O ESTADO DE S.PAULO – 28/05/2020
A quebra do sigilo bancário e fiscal de empresários que apoiam o presidente Jair Bolsonaro, em decisão do ministro Alexandre de Moraes, do Supremo Tribunal Federal, abrange o período entre julho de 2018 e abril de 2020.
Com essa determinação, as provas que serão coletadas pelos investigadores levam em conta a campanha eleitoral de 2018.
Na avaliação de advogados eleitorais ouvidos pelo Estadão, as apreensões e apurações do inquérito das fake news – que tramita no Supremo – podem influenciar as ações do Tribunal Superior Eleitoral (TSE) que investigam denúncias de irregularidades na campanha presidencial de Bolsonaro.
Sob reserva, um ministro do
TSE disse não ter dúvidas de que o caso vai provocar impacto nesses processos.
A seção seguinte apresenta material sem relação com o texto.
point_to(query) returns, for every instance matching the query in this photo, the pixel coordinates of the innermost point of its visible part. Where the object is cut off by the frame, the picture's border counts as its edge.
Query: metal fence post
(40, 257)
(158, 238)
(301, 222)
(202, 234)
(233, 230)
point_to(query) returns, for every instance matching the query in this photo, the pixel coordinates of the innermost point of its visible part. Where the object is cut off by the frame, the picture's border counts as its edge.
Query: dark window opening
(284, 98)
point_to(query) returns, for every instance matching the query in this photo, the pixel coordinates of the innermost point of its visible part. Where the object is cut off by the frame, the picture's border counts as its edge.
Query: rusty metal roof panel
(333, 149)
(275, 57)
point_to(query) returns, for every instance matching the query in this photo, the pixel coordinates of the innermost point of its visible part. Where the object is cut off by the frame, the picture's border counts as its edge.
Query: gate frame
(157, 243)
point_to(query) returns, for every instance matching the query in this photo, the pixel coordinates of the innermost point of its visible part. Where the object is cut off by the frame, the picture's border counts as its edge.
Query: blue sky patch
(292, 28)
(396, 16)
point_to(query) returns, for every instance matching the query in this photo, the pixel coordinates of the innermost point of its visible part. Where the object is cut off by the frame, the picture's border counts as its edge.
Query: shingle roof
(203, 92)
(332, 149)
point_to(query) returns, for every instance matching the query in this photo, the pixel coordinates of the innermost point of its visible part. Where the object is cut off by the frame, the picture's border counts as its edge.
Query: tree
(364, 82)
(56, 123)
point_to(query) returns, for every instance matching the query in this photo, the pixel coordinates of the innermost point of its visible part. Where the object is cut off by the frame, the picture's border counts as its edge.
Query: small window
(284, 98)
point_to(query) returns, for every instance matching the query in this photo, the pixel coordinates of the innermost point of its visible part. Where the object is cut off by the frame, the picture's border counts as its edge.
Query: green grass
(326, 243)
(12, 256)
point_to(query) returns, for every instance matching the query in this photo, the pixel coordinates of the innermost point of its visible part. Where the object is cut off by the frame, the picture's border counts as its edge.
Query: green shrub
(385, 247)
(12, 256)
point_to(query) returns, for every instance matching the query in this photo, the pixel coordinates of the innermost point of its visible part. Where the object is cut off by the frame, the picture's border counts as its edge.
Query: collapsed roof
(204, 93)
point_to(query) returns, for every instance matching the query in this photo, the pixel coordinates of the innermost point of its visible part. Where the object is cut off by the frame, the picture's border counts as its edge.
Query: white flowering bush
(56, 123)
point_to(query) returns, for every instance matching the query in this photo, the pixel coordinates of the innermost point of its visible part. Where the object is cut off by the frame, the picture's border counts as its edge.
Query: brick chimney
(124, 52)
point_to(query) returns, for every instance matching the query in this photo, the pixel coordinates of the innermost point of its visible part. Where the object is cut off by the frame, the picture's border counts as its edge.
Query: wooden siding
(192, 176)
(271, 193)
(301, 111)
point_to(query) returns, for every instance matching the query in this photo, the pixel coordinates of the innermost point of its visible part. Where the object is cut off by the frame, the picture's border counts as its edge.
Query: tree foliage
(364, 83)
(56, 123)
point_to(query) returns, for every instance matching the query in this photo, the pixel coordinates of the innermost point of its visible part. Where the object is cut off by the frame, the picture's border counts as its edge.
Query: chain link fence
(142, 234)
Ao todo, foram ajuizadas no TSE 15 ações contra a chapa formada por Bolsonaro e Hamilton Mourão, das quais sete já foram arquivadas definitivamente. Ainda tramitam outras oito ações contra a campanha do presidente, das quais quatro tratam de disparo de mensagens em massa pelo WhatsApp. Moraes deve assumir nos próximos dias uma cadeira de ministro titular do TSE.
O advogado Eugênio Aragão, ex-ministro de Dilma Rousseff, disse que vai pedir ao TSE o compartilhamento das provas colhidas no inquérito das fake news.
O objetivo é usar a documentação colhida pelo Supremo para “turbinar” as ações contra a campanha de Bolsonaro que tramitam na Corte Eleitoral. “É evidente a pertinência entre as matérias tratadas no inquérito e nas Aijes (ações do TSE que miram a campanha de Bolsonaro).”
O compartilhamento de provas do Supremo com o TSE não seria um movimento inédito. As ações do TSE que investigaram suposto abuso de poder político e econômico na chapa de Dilma e Michel Temer foram incrementadas com depoimentos de delatores da Odebrecht e do casal de marqueteiros Mônica Moura e João Santana. O TSE negou a cassação da chapa.